The project currently includes Estonia, Finland, and Latvia, with ongoing negotiations to bring Sweden and Denmark on board. The initiative responds to the European Commission’s program supporting the development of European sovereign AI infrastructure—specifically, AI gigafactories—designed to reduce dependence on third-party computing resources.
For Estonia, the agreement means establishing an AI-ready data centre on its territory that would integrate with both existing Estonian and broader regional infrastructure. The facility would provide essential computing capacity to the public sector, research institutions, and private enterprises.
“We need very clear and rapid action to give our digital state development and broader economic competitiveness new momentum,” Pakosta said. “It’s important that we don’t just become AI users, but can lead in its development.”

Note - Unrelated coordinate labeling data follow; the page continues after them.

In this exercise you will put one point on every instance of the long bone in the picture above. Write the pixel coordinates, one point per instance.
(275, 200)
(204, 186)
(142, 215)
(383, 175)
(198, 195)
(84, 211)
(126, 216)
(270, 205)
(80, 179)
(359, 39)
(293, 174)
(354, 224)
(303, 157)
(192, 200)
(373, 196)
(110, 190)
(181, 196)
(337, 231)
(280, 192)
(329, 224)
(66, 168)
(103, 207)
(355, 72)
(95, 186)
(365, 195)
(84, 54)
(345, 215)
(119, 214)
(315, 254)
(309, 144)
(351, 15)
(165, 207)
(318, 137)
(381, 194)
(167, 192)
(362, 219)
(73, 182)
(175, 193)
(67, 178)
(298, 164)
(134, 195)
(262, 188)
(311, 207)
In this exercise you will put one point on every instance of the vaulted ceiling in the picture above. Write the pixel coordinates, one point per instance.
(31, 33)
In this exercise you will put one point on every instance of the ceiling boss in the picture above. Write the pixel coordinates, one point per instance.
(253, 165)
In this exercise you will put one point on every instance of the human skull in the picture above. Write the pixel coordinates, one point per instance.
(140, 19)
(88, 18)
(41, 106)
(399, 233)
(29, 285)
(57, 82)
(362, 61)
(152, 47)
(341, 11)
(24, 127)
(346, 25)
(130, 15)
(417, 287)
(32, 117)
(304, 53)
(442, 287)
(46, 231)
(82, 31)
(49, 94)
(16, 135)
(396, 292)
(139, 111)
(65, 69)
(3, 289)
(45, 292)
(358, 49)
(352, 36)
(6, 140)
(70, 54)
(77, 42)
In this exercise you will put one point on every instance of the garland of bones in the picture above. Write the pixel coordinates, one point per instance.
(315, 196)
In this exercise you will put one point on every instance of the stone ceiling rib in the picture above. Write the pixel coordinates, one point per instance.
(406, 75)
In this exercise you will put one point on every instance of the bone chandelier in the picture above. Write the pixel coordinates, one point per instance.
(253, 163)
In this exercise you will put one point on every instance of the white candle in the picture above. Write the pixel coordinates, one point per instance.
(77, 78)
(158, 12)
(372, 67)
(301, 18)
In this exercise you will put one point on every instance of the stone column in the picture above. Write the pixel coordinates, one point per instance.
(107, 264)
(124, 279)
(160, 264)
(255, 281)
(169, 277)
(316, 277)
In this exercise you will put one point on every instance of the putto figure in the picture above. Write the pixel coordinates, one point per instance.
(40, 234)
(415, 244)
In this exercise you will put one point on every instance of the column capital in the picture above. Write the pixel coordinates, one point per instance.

Why local infrastructure matters
A fresh analysis titled “Estonia’s State Computing Capacity: Current State and Needs by 2030” reveals a massive gap between current infrastructure and future requirements. Estonia currently has approximately 214 graphics processing units (GPUs) available for science and public sector use. Under a moderate scenario, total demand will grow to 11,600 GPUs by 2030, a more than 50-fold increase.
The consortium identified four strategic imperatives for sovereign AI infrastructure:
- Data sovereignty: Processing personal and confidential information securely in Estonia without dependence on external service providers
- Resilience: Maintaining controllable and reliable resources when international cloud services may be limited
- Cultural preservation: Supporting development of Estonian language and culture-specific models and national services like Bürokratt
- Economic value: Creating stable access to computing resources that enables R&D activity in Estonia
Timeline and next steps
The European Commission is expected to announce the relevant support measure in early 2026, with project submissions scheduled for spring or summer 2026.
“This isn’t just about building infrastructure, but creating a platform for future AI services, including the necessary skills. Achieving sovereign computing capacity requires comprehensive ecosystem development, from developing Europe’s own hardware and software to shaping research and talent policy,” Pakosta emphasised.